22. A method for treatment or prophylaxis in a subject comprising:

obtaining a sample of biological material containing nucleic acid from a subject;

analyzing said nucleic acid to detect the presence or absence of at least one single nucleotide polymorphism in SEQ ID NO: 1 or the complement thereof associated with a disease, condition, or disorder selected from the group consisting of colon cancer, hypertension, atherosclerotic peripheral vascular disease due to hypertension, cerebrovascular accident due to hypertension, cataracts due to hypertension, hypertensive cardiomyopathy, myocardial infarction due to hypertension, end stage renal disease due to hypertension, non-insulin dependent diabetes mellitus, atherosclerotic peripheral vascular disease due to non-insulin dependent diabetes mellitus, cerebrovascular accident due to non-insulin dependent diabetes mellitus, ischemic cardiomyopathy, ischemic cardiomyopathy with non-insulin dependent diabetes mellitus, myocardial infarction due to non-insulin dependent diabetes mellitus, atrial fibrillation without valvular disease, alcohol abuse, alcoholic cirrhosis, anxiety, asthma, chronic obstructive pulmonary disease, cholecystectomy, degenerative joint disease, end stage renal disease and frequent de-clots, end stage renal disease due to focal segmental glomerular sclerosis, end stage renal disease due to insulin dependent diabetes mellitus, end stage renal disease due to non-insulin dependent diabetes, and seizure disorder; and

treating said subject for said disease, condition or disorder.
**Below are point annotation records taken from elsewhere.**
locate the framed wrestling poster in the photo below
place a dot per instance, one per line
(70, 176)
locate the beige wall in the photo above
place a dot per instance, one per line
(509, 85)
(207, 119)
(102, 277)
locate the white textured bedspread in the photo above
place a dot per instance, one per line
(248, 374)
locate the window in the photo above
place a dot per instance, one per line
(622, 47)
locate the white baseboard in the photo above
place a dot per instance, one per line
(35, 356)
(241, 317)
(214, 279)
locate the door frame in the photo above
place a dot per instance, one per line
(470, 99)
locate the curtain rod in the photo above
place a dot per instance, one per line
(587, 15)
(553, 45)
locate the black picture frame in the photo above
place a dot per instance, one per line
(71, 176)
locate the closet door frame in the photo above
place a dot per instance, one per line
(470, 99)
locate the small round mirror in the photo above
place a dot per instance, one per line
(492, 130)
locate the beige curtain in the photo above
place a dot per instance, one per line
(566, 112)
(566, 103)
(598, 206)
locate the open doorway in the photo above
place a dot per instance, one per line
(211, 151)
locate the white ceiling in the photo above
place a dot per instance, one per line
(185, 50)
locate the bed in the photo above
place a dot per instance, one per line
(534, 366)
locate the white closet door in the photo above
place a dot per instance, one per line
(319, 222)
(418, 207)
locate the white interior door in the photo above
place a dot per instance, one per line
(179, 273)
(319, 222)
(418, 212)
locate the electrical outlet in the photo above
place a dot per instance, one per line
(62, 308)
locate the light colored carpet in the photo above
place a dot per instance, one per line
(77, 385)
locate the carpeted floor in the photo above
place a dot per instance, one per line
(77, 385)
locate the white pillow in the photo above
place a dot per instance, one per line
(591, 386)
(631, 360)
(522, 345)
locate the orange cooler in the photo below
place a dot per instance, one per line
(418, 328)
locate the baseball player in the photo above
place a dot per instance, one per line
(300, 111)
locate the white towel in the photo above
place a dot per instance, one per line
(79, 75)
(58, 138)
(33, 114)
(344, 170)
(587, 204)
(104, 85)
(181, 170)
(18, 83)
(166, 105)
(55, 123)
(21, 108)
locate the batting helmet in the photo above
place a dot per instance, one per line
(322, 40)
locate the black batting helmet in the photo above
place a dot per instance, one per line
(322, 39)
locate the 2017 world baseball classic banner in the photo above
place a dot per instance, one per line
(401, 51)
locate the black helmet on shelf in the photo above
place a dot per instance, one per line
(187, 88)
23. The method of claim 22 wherein said nucleic acid is selected from the group consisting of DNA, cDNA, RNA and mRNA.

24. The method of claim 22, wherein said at least one single nucleotide polymorphism is located at position 520 and 638 of SEQ ID NO: 1.

25. The method of claim 22 wherein said at least one single nucleotide polymorphism is selected from the group consisting of A520->G and C638->T and the complements thereof, namely T520->C and G638->A

26. The method of claim 22 wherein said treatment counteracts the effect of said at least one single nucleotide polymorphism detected.